From RealWorldTech.com:

quote:
A quick glance at the microarchitecture of the CELL processor reveals that the SPE’s are capable of performing 4 (non IEEE754 compliant) SP floating point multiple-add (FMADD) operations per cycle or 2 (IEEE754) DP FMADD operations every 7 cycles. Consequently, the 8 SPE’s alone can achieve the 256 SP GFlops rating at 4 GHz without the aid of the PPE. Presumably, the (DD2) PPE can also produce 4 SP FMADD’s per cycle, and the (DD2) CELL processor should instead be rated as 288 Gflops at 4 GHz when the compute power of the PPE are taken into consideration. Similarly, the 2 DP floating point multiply-add operations every 7 cycles results in 18.3 DP GFlops per second for the 8 SPE’s at 4 GHz, and the PPE can sustain a peak throughput of 1 DP FMADD operation per cycle, producing 8 DP GFlops at 4 GHz. The total of 26.3 GFlops matches nicely with IBM’s claim of > 26 DP GFlops.


http://www.realworldtech.com/page.cfm?ArticleID=RW...


PetaAI
By Brassbullet on 6/28/2007 1:57:31 PM , Rating: 2
Sweet news, I live about a 1/2 mile from Argonne, I wonder if there is any change the guards will let me watch them build it?

In other news, to all those people talking about AI, I believe the key is still in processing power. The software for AI must be well written to mimic basic human instinct, but the amount of senses in an animal would require a huge amount of digital processing power to simulate, and at this point is more out of reach then programming certain reactions for sensations.




RE: PetaAI
By Performance Fanboi on 7/2/2007 2:17:10 PM , Rating: 2
True AI does not 'mimic' instinct - it must posess it. Creating AI will, as others have stated, required understanding and defining intelligence and we haven't even scratched the surface of how our brains work.


Q
By jay401 on 6/27/2007 2:16:10 PM , Rating: 3
quote:
The performance jump from Blue Gene/L and Blue Gene/P is due to several factors.
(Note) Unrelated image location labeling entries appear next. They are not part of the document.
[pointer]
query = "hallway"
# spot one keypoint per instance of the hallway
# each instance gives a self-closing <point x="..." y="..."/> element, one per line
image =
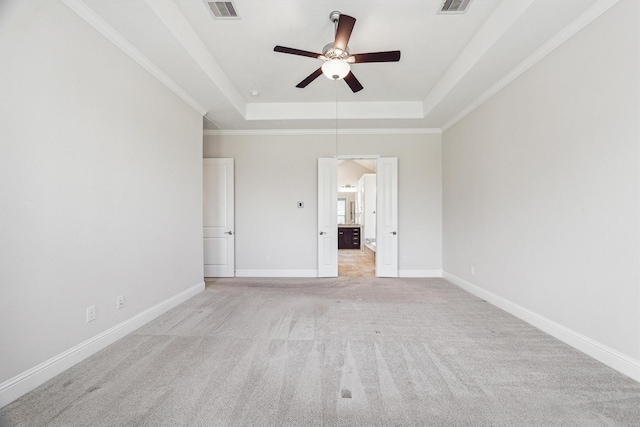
<point x="355" y="263"/>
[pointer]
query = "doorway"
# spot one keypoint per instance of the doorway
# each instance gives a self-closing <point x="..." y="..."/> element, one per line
<point x="386" y="216"/>
<point x="356" y="217"/>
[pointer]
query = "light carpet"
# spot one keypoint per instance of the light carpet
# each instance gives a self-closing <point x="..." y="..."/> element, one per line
<point x="347" y="351"/>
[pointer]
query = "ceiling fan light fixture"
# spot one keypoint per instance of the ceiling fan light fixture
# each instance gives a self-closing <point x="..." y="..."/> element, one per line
<point x="335" y="69"/>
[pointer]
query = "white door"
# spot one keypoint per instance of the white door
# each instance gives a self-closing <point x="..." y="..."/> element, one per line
<point x="219" y="240"/>
<point x="327" y="218"/>
<point x="387" y="217"/>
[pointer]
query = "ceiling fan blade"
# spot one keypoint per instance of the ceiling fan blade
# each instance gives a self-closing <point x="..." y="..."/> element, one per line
<point x="292" y="51"/>
<point x="389" y="56"/>
<point x="353" y="83"/>
<point x="311" y="78"/>
<point x="343" y="33"/>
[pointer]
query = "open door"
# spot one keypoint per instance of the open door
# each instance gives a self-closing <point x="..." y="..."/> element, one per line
<point x="327" y="218"/>
<point x="387" y="217"/>
<point x="218" y="218"/>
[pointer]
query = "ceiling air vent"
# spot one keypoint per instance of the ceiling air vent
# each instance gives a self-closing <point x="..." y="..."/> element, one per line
<point x="223" y="9"/>
<point x="454" y="6"/>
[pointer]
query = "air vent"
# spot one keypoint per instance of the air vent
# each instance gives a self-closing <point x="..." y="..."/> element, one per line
<point x="455" y="6"/>
<point x="223" y="9"/>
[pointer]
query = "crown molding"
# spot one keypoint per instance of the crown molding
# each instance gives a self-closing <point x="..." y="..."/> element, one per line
<point x="500" y="21"/>
<point x="268" y="132"/>
<point x="569" y="31"/>
<point x="86" y="13"/>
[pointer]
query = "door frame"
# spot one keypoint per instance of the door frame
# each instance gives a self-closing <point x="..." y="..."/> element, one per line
<point x="396" y="190"/>
<point x="219" y="238"/>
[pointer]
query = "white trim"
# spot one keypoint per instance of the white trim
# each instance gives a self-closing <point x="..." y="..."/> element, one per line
<point x="602" y="353"/>
<point x="494" y="28"/>
<point x="420" y="273"/>
<point x="569" y="31"/>
<point x="86" y="13"/>
<point x="276" y="273"/>
<point x="23" y="383"/>
<point x="279" y="132"/>
<point x="328" y="110"/>
<point x="177" y="24"/>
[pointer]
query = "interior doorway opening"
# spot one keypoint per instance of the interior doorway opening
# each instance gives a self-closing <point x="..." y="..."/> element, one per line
<point x="356" y="179"/>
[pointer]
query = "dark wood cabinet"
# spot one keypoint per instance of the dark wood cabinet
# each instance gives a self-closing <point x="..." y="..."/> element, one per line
<point x="348" y="237"/>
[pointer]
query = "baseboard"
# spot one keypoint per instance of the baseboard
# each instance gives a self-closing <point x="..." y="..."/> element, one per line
<point x="23" y="383"/>
<point x="276" y="273"/>
<point x="610" y="357"/>
<point x="420" y="273"/>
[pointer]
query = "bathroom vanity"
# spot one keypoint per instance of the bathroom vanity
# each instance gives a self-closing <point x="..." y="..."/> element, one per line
<point x="348" y="236"/>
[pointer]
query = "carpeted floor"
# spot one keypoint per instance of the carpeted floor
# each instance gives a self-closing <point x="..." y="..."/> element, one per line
<point x="351" y="352"/>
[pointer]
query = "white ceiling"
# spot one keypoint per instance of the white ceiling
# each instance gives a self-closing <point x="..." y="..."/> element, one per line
<point x="449" y="63"/>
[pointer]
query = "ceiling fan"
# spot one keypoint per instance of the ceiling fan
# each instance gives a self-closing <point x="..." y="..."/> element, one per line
<point x="336" y="56"/>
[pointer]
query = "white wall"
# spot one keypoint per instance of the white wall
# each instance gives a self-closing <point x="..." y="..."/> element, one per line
<point x="100" y="191"/>
<point x="273" y="172"/>
<point x="541" y="193"/>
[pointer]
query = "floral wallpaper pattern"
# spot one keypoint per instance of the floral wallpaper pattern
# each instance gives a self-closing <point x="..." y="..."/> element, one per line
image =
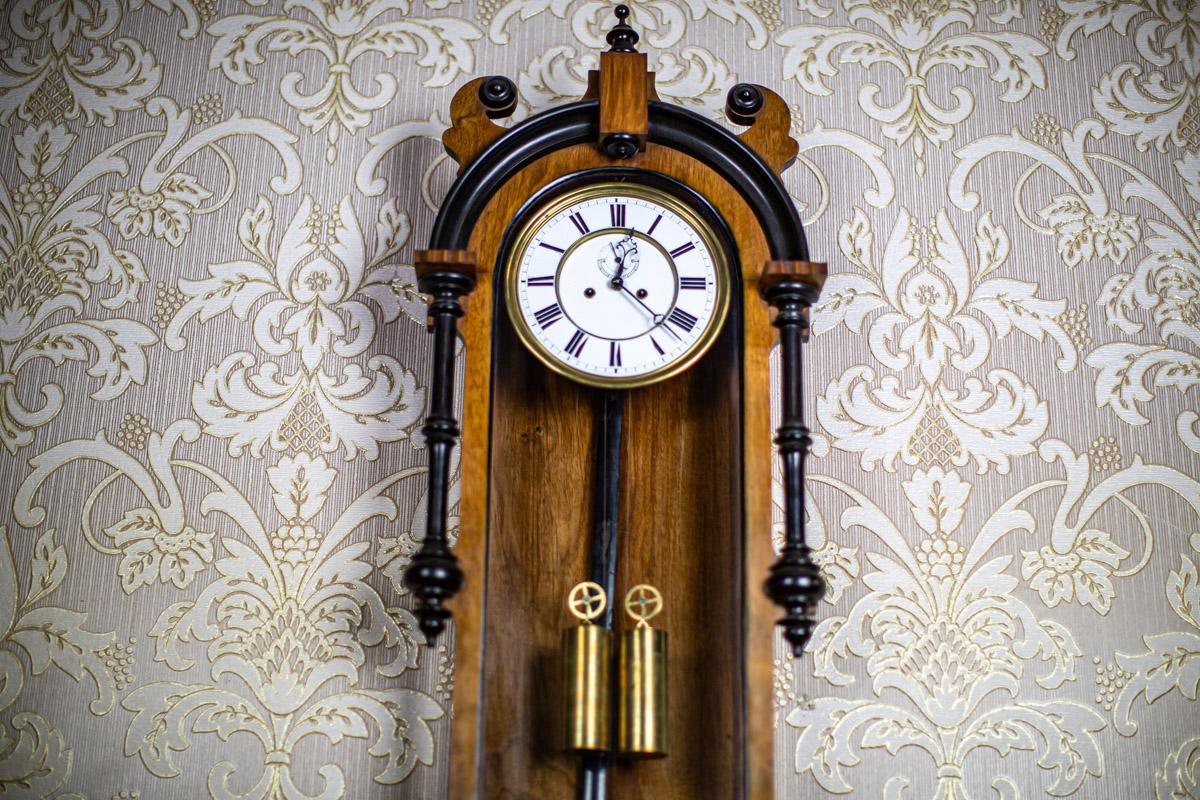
<point x="213" y="370"/>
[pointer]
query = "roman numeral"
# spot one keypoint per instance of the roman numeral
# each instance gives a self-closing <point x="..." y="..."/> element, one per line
<point x="549" y="316"/>
<point x="575" y="347"/>
<point x="682" y="319"/>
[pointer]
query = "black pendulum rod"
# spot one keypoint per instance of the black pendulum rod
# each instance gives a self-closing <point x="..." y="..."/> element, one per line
<point x="795" y="582"/>
<point x="594" y="767"/>
<point x="433" y="576"/>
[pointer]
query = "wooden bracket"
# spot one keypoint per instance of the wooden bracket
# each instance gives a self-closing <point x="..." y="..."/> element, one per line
<point x="472" y="110"/>
<point x="769" y="120"/>
<point x="810" y="272"/>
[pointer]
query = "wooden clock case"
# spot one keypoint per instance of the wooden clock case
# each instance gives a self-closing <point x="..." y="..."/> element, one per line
<point x="694" y="516"/>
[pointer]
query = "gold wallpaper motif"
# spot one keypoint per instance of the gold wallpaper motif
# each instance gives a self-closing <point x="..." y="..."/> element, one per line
<point x="213" y="368"/>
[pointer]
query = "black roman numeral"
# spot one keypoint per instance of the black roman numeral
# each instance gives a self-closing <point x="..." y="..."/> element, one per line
<point x="549" y="316"/>
<point x="682" y="319"/>
<point x="575" y="347"/>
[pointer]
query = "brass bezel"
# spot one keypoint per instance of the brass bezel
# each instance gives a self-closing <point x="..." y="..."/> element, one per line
<point x="618" y="188"/>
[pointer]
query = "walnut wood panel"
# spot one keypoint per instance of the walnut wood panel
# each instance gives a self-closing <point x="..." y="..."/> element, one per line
<point x="682" y="533"/>
<point x="539" y="545"/>
<point x="498" y="746"/>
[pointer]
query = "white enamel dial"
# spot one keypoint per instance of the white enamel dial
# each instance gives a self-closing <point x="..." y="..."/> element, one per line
<point x="617" y="284"/>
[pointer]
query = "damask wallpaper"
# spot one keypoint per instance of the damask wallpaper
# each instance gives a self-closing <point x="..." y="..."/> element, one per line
<point x="213" y="367"/>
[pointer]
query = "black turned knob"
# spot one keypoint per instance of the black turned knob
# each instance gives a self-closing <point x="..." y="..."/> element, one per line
<point x="797" y="587"/>
<point x="433" y="577"/>
<point x="743" y="103"/>
<point x="619" y="145"/>
<point x="622" y="38"/>
<point x="498" y="96"/>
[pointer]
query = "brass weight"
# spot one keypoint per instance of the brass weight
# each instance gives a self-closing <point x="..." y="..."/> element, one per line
<point x="642" y="710"/>
<point x="587" y="655"/>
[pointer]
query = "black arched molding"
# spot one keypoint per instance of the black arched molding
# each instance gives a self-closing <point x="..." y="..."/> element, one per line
<point x="671" y="126"/>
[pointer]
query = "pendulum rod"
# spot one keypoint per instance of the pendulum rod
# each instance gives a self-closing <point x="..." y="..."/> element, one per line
<point x="594" y="767"/>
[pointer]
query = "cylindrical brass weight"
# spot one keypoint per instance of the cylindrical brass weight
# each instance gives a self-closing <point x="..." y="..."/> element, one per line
<point x="587" y="655"/>
<point x="642" y="714"/>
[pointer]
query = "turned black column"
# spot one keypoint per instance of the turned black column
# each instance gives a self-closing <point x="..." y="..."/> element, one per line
<point x="795" y="582"/>
<point x="433" y="576"/>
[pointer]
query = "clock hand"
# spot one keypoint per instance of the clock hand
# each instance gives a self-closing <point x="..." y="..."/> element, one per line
<point x="616" y="283"/>
<point x="655" y="317"/>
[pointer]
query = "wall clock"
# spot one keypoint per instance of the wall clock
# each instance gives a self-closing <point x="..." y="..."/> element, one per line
<point x="617" y="268"/>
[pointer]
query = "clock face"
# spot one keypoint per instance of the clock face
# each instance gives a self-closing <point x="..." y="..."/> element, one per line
<point x="617" y="284"/>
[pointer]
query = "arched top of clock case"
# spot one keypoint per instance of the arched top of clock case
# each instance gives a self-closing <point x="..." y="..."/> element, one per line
<point x="669" y="125"/>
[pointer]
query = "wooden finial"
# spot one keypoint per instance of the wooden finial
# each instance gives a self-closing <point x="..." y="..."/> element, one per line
<point x="622" y="38"/>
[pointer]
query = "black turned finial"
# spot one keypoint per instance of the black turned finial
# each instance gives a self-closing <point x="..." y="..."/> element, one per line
<point x="498" y="96"/>
<point x="433" y="575"/>
<point x="795" y="582"/>
<point x="621" y="145"/>
<point x="743" y="103"/>
<point x="622" y="38"/>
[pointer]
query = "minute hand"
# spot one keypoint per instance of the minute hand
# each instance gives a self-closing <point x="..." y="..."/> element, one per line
<point x="657" y="317"/>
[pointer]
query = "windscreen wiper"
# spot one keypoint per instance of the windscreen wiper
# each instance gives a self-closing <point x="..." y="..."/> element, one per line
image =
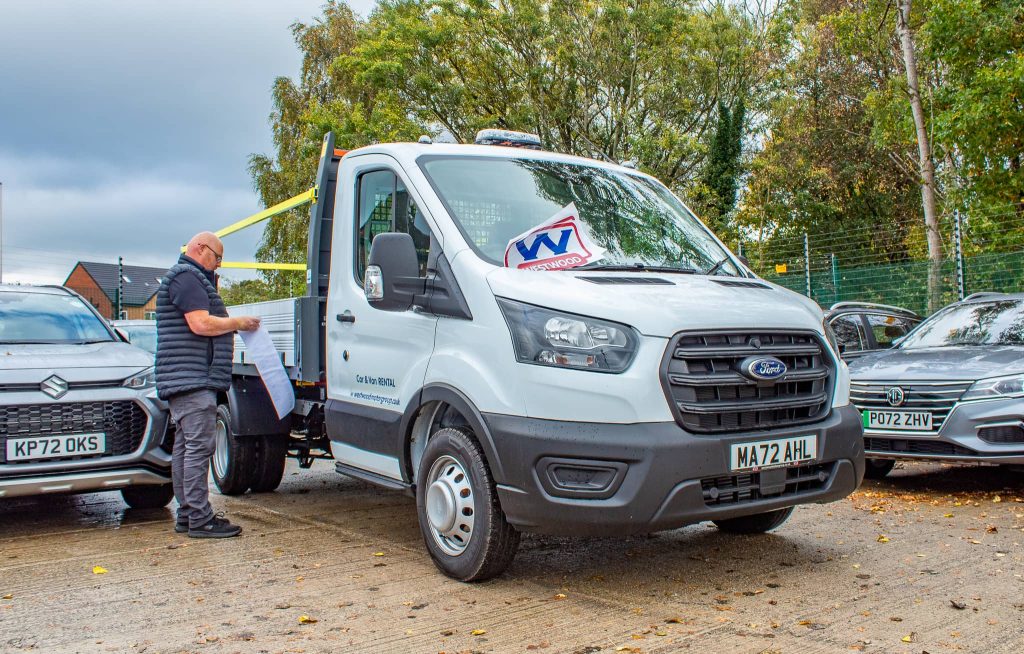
<point x="634" y="267"/>
<point x="715" y="268"/>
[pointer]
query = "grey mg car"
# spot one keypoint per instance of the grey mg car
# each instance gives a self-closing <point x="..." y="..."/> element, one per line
<point x="78" y="406"/>
<point x="951" y="390"/>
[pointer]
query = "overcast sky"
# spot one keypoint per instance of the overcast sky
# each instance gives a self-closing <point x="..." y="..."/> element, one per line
<point x="126" y="125"/>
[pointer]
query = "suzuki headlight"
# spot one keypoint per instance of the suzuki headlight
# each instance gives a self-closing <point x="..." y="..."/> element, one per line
<point x="544" y="337"/>
<point x="830" y="337"/>
<point x="1012" y="386"/>
<point x="141" y="381"/>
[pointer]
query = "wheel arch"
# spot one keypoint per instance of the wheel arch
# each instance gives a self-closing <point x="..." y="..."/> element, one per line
<point x="442" y="405"/>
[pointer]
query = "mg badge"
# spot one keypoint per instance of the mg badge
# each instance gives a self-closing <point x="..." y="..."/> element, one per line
<point x="54" y="387"/>
<point x="895" y="396"/>
<point x="761" y="368"/>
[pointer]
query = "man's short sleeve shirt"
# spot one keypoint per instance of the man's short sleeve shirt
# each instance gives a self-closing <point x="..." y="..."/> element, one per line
<point x="188" y="294"/>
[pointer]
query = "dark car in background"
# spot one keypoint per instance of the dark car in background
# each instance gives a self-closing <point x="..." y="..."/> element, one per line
<point x="863" y="326"/>
<point x="951" y="390"/>
<point x="78" y="406"/>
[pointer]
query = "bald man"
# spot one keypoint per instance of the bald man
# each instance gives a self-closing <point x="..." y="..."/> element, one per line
<point x="195" y="345"/>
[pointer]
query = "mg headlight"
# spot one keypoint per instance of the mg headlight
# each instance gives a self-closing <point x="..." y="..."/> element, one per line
<point x="544" y="337"/>
<point x="1012" y="386"/>
<point x="141" y="381"/>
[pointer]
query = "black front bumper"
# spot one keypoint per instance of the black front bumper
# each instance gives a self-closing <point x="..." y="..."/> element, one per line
<point x="595" y="479"/>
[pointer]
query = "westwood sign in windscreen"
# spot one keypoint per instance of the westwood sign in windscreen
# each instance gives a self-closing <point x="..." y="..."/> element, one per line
<point x="559" y="242"/>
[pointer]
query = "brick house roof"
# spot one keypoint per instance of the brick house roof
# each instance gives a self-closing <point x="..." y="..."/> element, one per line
<point x="140" y="282"/>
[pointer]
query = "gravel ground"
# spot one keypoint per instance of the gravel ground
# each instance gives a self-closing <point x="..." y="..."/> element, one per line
<point x="928" y="560"/>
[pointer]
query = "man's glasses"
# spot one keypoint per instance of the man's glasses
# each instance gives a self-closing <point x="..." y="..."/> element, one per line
<point x="216" y="256"/>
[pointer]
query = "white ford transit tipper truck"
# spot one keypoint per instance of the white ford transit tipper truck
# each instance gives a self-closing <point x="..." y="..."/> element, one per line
<point x="527" y="341"/>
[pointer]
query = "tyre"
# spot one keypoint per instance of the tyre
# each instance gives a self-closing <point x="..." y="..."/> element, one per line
<point x="271" y="453"/>
<point x="232" y="458"/>
<point x="878" y="468"/>
<point x="758" y="523"/>
<point x="147" y="496"/>
<point x="462" y="522"/>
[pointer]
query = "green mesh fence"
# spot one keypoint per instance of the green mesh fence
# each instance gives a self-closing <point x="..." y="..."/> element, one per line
<point x="905" y="284"/>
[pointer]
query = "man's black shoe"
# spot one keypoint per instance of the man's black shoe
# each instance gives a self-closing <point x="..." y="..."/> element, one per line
<point x="217" y="527"/>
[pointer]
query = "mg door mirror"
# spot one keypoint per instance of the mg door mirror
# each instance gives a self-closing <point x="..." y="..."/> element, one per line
<point x="392" y="281"/>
You mean the performance jump from /L to /P, right? Or do you mean to imply there a third computer that those two are jumping from?




RE: :)
By kaosrise on 6/27/2007 2:37:40 PM , Rating: 2
Wow this is just great, but, does it have YouTube integrated?

*waiting for the iGene*

teehee




A quadrillion ops per second
By microchip on 6/27/2007 4:40:07 PM , Rating: 2
How many problems remains to be solved. To decode our DNA.
Or to calculate from the big bang how many chances we have in order to be created and to exist. I think 0.000000000000 infinite%.




Clarification needed.
By crystal clear on 6/28/2007 3:31:05 AM , Rating: 2
quote:
The Blue Gene/P scales to operate continuously at speeds exceeding one petaFLOP – or one-quadrillion operations per second – and can be configured to reach speeds in excess of three petaflops.


But not so as per-

EDIT: Our original post stated that the Blue Gene /P had already broken the 1 petaflop record. After carefully reviewing IBM's statements, it appears the system is projected to break the record, but has not actually done so.

http://arstechnica.com/news.ars/post/20070626-ibm-...




Not Big Deal
By smartpuppy on 6/28/2007 4:04:00 PM , Rating: 2
When will everyone understand this is total waste of money. Not even in the most dreaming will work for every problem of most people. Could total of execution equal be more than the sum? What else could it mean? All answers will not be coming I think. Is there more to say?